First, the comparison to other actions treats a person’s sexual orientation like it’s a choice, a hypothesis that science has roundly rejected. The attempt to compare homosexuality to more common sins like lying, laziness, and gossip may be an attempt to downplay the severity of homosexuality, but it actually disproves its own point. LGB people are singled out for condemnation and ostracization from society, while liars, sloths, and gossips — i.e. just about everybody — are not. Likewise, comparing homosexuality to sins that actually hurt people, like theft and murder, communicates that LGB people deserve as much scorn as criminals — and in many countries, they are treated as such.
In reality, U.S. religious conservatives do single out homosexuality for condemnation. Stephen Kim, an evangelical pastor in New York, took this approach in his response to the Orlando shooting. “As Christians, we grieve today,” he wrote, “not so much because people died (for we will all one day die) — but because fifty souls went straight to Hell without any further opportunity for repentance.” They died in the midst of committing a sin, and thus “they did not die as heroes. Instead, they died as depraved sinners. Maranatha!”
Dr. Ilan Meyer, who has long studied the impact of minority stress on the LGBT community at the Williams Institute at UCLA's School of Law, told ThinkProgress that "the message that homosexuality is a sin is not really simple. It is at the core of homophobia." Because it's an explicit tenet instead of just a prejudice, it creates the sense that nobody is really to blame for the harm that belief causes.

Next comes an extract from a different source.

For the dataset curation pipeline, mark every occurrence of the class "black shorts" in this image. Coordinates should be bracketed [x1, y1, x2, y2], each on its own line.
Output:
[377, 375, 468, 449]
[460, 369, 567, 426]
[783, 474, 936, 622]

It affects, really, every waking hour in one way or the other." Every single time a gay person caught in that thought loop sees a person who they might find attractive — or even just thinks about such a person — they are reminded of that condemnation and the notion that there is something wrong with them. As the therapist whose job it was to try to help end that thought loop, Haldeman confirmed that the internal effects are "devastating."
Perhaps the most important — if unsurprising — finding from Ryan's research is that the least accepting families tend to be the most religious. "Religiosity was really at the core of the kinds of behaviors that families engaged in to respond to having an LGBT child."
Indeed, a 2014 study found that LGB people who lived in anti-gay communities had a life expectancy that was 12 years shorter than those who lived in more welcoming communities. Incidentally, those with anti-gay attitudes also had shorter life expectancies. The same researchers had found a few years prior that LGB teens experienced a significantly higher risk of suicide simply for living in a more conservative community.

As noted, these "good Christians" need to be confronted and challenged.  Silence equals complicity in the horrors.  They cannot say that they are not anti-gay while remaining in and financially supporting anti-gay denominations and churches. They don't get to have it both ways.